We told the MoT and politicians with the Canada Line that their cherished light-metro was far too expensive to extend in the future, yet it was all in vain. It became clear that no one involved in transit planning in Vancouver had any clue what to do and as the game was fixed for our competitors m SNC Lavalin and Bombardier, there was no point pressing the matter.
Light-metro was a Pyrrhic victory for politicians and their friends SNC and now the taxpayer is stuck with the costs and from what we understand those costs are mounting.
REM is in trouble as well as mounting cost overruns are dampening any politcal currency it was bringing.
We just do not see any positives in the future for you, but a lot of negatives and history will show that we were correct with our predictions and those rose coloured predictions from SNC and Bombardier are slowly turning into a nightmare.

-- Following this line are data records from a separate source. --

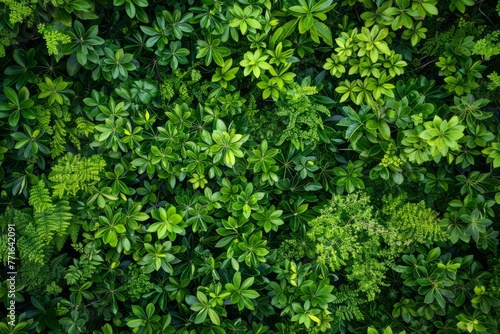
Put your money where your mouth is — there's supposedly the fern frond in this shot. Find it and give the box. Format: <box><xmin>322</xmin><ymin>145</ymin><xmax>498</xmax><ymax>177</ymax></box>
<box><xmin>28</xmin><ymin>181</ymin><xmax>54</xmax><ymax>212</ymax></box>
<box><xmin>17</xmin><ymin>224</ymin><xmax>46</xmax><ymax>265</ymax></box>
<box><xmin>49</xmin><ymin>153</ymin><xmax>106</xmax><ymax>197</ymax></box>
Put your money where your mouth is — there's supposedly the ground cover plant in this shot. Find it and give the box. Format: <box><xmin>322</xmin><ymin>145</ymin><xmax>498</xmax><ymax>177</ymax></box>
<box><xmin>0</xmin><ymin>0</ymin><xmax>500</xmax><ymax>334</ymax></box>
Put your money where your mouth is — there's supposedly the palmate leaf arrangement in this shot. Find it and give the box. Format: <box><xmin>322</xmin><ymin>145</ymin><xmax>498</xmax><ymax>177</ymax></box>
<box><xmin>0</xmin><ymin>0</ymin><xmax>500</xmax><ymax>334</ymax></box>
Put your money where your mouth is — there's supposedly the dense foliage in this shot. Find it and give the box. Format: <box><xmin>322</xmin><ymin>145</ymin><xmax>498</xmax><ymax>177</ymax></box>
<box><xmin>0</xmin><ymin>0</ymin><xmax>500</xmax><ymax>334</ymax></box>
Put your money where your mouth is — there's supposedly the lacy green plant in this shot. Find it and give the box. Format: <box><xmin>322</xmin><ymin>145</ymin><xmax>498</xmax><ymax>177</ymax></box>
<box><xmin>99</xmin><ymin>47</ymin><xmax>137</xmax><ymax>81</ymax></box>
<box><xmin>418</xmin><ymin>116</ymin><xmax>465</xmax><ymax>157</ymax></box>
<box><xmin>38</xmin><ymin>77</ymin><xmax>73</xmax><ymax>105</ymax></box>
<box><xmin>240</xmin><ymin>49</ymin><xmax>271</xmax><ymax>78</ymax></box>
<box><xmin>229</xmin><ymin>4</ymin><xmax>262</xmax><ymax>35</ymax></box>
<box><xmin>212</xmin><ymin>59</ymin><xmax>239</xmax><ymax>88</ymax></box>
<box><xmin>210</xmin><ymin>121</ymin><xmax>249</xmax><ymax>167</ymax></box>
<box><xmin>356</xmin><ymin>25</ymin><xmax>390</xmax><ymax>63</ymax></box>
<box><xmin>0</xmin><ymin>87</ymin><xmax>36</xmax><ymax>128</ymax></box>
<box><xmin>282</xmin><ymin>0</ymin><xmax>337</xmax><ymax>46</ymax></box>
<box><xmin>62</xmin><ymin>20</ymin><xmax>104</xmax><ymax>66</ymax></box>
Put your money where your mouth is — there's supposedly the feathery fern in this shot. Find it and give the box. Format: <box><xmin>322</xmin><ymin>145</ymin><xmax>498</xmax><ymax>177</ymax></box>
<box><xmin>49</xmin><ymin>153</ymin><xmax>106</xmax><ymax>197</ymax></box>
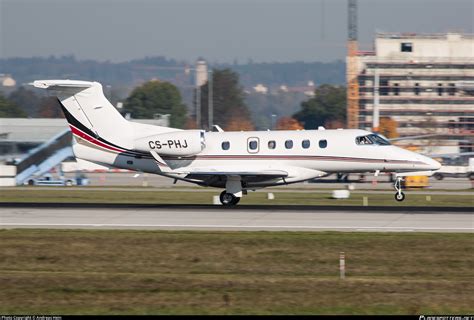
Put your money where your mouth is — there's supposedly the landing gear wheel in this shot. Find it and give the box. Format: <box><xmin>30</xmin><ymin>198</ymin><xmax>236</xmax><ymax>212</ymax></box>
<box><xmin>219</xmin><ymin>191</ymin><xmax>240</xmax><ymax>206</ymax></box>
<box><xmin>393</xmin><ymin>177</ymin><xmax>405</xmax><ymax>201</ymax></box>
<box><xmin>395</xmin><ymin>192</ymin><xmax>405</xmax><ymax>201</ymax></box>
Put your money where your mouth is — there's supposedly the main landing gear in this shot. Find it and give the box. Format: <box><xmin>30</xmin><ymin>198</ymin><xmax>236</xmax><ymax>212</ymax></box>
<box><xmin>219</xmin><ymin>176</ymin><xmax>244</xmax><ymax>206</ymax></box>
<box><xmin>393</xmin><ymin>177</ymin><xmax>405</xmax><ymax>201</ymax></box>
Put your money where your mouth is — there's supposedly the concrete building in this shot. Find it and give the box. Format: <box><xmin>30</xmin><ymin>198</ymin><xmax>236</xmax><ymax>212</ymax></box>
<box><xmin>358</xmin><ymin>33</ymin><xmax>474</xmax><ymax>153</ymax></box>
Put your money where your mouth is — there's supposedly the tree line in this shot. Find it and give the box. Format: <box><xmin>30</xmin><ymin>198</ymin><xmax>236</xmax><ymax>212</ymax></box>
<box><xmin>0</xmin><ymin>68</ymin><xmax>396</xmax><ymax>135</ymax></box>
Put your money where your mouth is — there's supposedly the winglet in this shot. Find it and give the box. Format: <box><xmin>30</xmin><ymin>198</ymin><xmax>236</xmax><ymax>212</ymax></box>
<box><xmin>212</xmin><ymin>124</ymin><xmax>224</xmax><ymax>132</ymax></box>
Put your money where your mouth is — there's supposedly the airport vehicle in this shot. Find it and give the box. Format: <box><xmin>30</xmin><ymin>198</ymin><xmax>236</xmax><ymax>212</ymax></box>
<box><xmin>433</xmin><ymin>158</ymin><xmax>474</xmax><ymax>180</ymax></box>
<box><xmin>33</xmin><ymin>80</ymin><xmax>440</xmax><ymax>205</ymax></box>
<box><xmin>25</xmin><ymin>174</ymin><xmax>76</xmax><ymax>187</ymax></box>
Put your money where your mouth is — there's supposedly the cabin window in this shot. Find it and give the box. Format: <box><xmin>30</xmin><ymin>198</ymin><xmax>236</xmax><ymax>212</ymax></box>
<box><xmin>268</xmin><ymin>140</ymin><xmax>276</xmax><ymax>149</ymax></box>
<box><xmin>249</xmin><ymin>140</ymin><xmax>258</xmax><ymax>150</ymax></box>
<box><xmin>247</xmin><ymin>137</ymin><xmax>259</xmax><ymax>153</ymax></box>
<box><xmin>356</xmin><ymin>134</ymin><xmax>390</xmax><ymax>146</ymax></box>
<box><xmin>222</xmin><ymin>141</ymin><xmax>230</xmax><ymax>150</ymax></box>
<box><xmin>400</xmin><ymin>42</ymin><xmax>413</xmax><ymax>52</ymax></box>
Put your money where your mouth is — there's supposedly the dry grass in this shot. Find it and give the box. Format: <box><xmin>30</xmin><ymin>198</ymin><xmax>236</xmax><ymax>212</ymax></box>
<box><xmin>0</xmin><ymin>230</ymin><xmax>474</xmax><ymax>314</ymax></box>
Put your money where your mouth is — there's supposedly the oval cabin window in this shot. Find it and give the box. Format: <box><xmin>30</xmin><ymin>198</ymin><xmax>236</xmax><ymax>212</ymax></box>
<box><xmin>249</xmin><ymin>140</ymin><xmax>258</xmax><ymax>150</ymax></box>
<box><xmin>222</xmin><ymin>141</ymin><xmax>230</xmax><ymax>150</ymax></box>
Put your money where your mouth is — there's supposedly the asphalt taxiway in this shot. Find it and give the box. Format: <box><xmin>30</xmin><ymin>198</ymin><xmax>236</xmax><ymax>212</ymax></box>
<box><xmin>0</xmin><ymin>203</ymin><xmax>474</xmax><ymax>233</ymax></box>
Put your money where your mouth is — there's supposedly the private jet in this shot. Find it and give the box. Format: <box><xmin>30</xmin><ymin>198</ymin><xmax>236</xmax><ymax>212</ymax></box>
<box><xmin>33</xmin><ymin>80</ymin><xmax>441</xmax><ymax>206</ymax></box>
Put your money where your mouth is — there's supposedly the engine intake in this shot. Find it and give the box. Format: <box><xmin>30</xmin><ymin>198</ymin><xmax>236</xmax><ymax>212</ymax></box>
<box><xmin>135</xmin><ymin>130</ymin><xmax>206</xmax><ymax>156</ymax></box>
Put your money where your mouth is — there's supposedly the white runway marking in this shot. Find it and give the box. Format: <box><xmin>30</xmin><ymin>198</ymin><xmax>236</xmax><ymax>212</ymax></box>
<box><xmin>0</xmin><ymin>223</ymin><xmax>474</xmax><ymax>231</ymax></box>
<box><xmin>0</xmin><ymin>208</ymin><xmax>474</xmax><ymax>233</ymax></box>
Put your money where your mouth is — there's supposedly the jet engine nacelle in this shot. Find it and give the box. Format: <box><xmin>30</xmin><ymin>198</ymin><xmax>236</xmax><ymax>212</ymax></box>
<box><xmin>135</xmin><ymin>130</ymin><xmax>206</xmax><ymax>156</ymax></box>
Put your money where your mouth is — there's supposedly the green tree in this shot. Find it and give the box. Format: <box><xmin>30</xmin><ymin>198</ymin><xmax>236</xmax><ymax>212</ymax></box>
<box><xmin>0</xmin><ymin>94</ymin><xmax>26</xmax><ymax>118</ymax></box>
<box><xmin>293</xmin><ymin>84</ymin><xmax>346</xmax><ymax>129</ymax></box>
<box><xmin>124</xmin><ymin>80</ymin><xmax>186</xmax><ymax>128</ymax></box>
<box><xmin>8</xmin><ymin>87</ymin><xmax>40</xmax><ymax>118</ymax></box>
<box><xmin>201</xmin><ymin>69</ymin><xmax>253</xmax><ymax>128</ymax></box>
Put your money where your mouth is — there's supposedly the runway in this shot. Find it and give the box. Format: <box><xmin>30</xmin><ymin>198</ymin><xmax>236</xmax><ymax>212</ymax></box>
<box><xmin>0</xmin><ymin>204</ymin><xmax>474</xmax><ymax>233</ymax></box>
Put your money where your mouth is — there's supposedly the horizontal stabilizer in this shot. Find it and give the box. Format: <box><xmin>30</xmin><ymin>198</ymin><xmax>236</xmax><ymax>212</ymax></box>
<box><xmin>33</xmin><ymin>80</ymin><xmax>94</xmax><ymax>90</ymax></box>
<box><xmin>395</xmin><ymin>170</ymin><xmax>435</xmax><ymax>177</ymax></box>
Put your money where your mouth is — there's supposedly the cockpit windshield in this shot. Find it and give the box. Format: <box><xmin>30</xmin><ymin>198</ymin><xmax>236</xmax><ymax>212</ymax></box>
<box><xmin>356</xmin><ymin>134</ymin><xmax>390</xmax><ymax>146</ymax></box>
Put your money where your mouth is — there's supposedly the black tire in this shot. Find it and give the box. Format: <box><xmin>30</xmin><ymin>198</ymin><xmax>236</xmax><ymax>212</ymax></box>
<box><xmin>219</xmin><ymin>190</ymin><xmax>239</xmax><ymax>206</ymax></box>
<box><xmin>395</xmin><ymin>192</ymin><xmax>405</xmax><ymax>202</ymax></box>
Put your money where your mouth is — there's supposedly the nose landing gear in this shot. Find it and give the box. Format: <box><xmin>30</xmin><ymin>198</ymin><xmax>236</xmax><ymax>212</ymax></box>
<box><xmin>393</xmin><ymin>177</ymin><xmax>405</xmax><ymax>201</ymax></box>
<box><xmin>219</xmin><ymin>190</ymin><xmax>240</xmax><ymax>206</ymax></box>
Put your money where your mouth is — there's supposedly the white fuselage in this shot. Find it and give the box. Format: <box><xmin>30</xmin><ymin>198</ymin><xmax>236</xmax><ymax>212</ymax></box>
<box><xmin>74</xmin><ymin>130</ymin><xmax>439</xmax><ymax>187</ymax></box>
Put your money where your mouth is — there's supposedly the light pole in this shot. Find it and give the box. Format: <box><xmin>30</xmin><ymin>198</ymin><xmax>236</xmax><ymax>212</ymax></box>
<box><xmin>270</xmin><ymin>113</ymin><xmax>276</xmax><ymax>130</ymax></box>
<box><xmin>207</xmin><ymin>69</ymin><xmax>214</xmax><ymax>131</ymax></box>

To be clear, what I said was that most people in Surrey and Langley will be waiting until after 2030 before they will get any cash for stage 2 of their Skytrain extension from Fleetwood to Langley. UBC students and downtown residents will most likely get their money for the second stage of the Broadway Millennium Line extension from Arbutus to UBC, much sooner. It appears anything more than 1 extension at a time, post pandemic, is just too much for Translink to pay for their local share of each project. The problem is that all the Provincial and Federal Governments can’t keep covering the local costs for every rapid transit project in Canada. Choices will have to be made eventually.
As Waterloo Region ok’s the route and basic planning for the $1.3 Billion, 17km long Stage 2 extension of their LRT line from the end of stage 1 in southern Kitchener to downtown Cambridge and Ottawa’s stage 3 and 4 work get’s planned (stage 2 is currently under construction), these areas would love either the provincial or federal government to pick up all the local costs of their next line extensions. Waterloo Region at 35% of the total cost (Stage 1) and Ottawa (Stage 1 & 2) at 40% paid dearly to fund their local portions. Keeping in mind, both Ottawa and Waterloo got significantly more mileage per km for their LRT project dollars than Vancouver does with its Skytrain dollars. That being said, Ottawa will not be able to fund any more LRT extensions until 2030 because of their big financial commitment to stage 1 & 2 of its LRT network.
Zwei Replies: The funding issue, is something the SkyTrain Lobby ignore completely and as i said before the region can afford a new rapid transit line every decade or so. 2030 is a mere 9 years away!
If you been on the Skytrain. The Expo and Millenium lines overlapped each other between Production way and Lougheed stations. A transfer is just crossing the platform.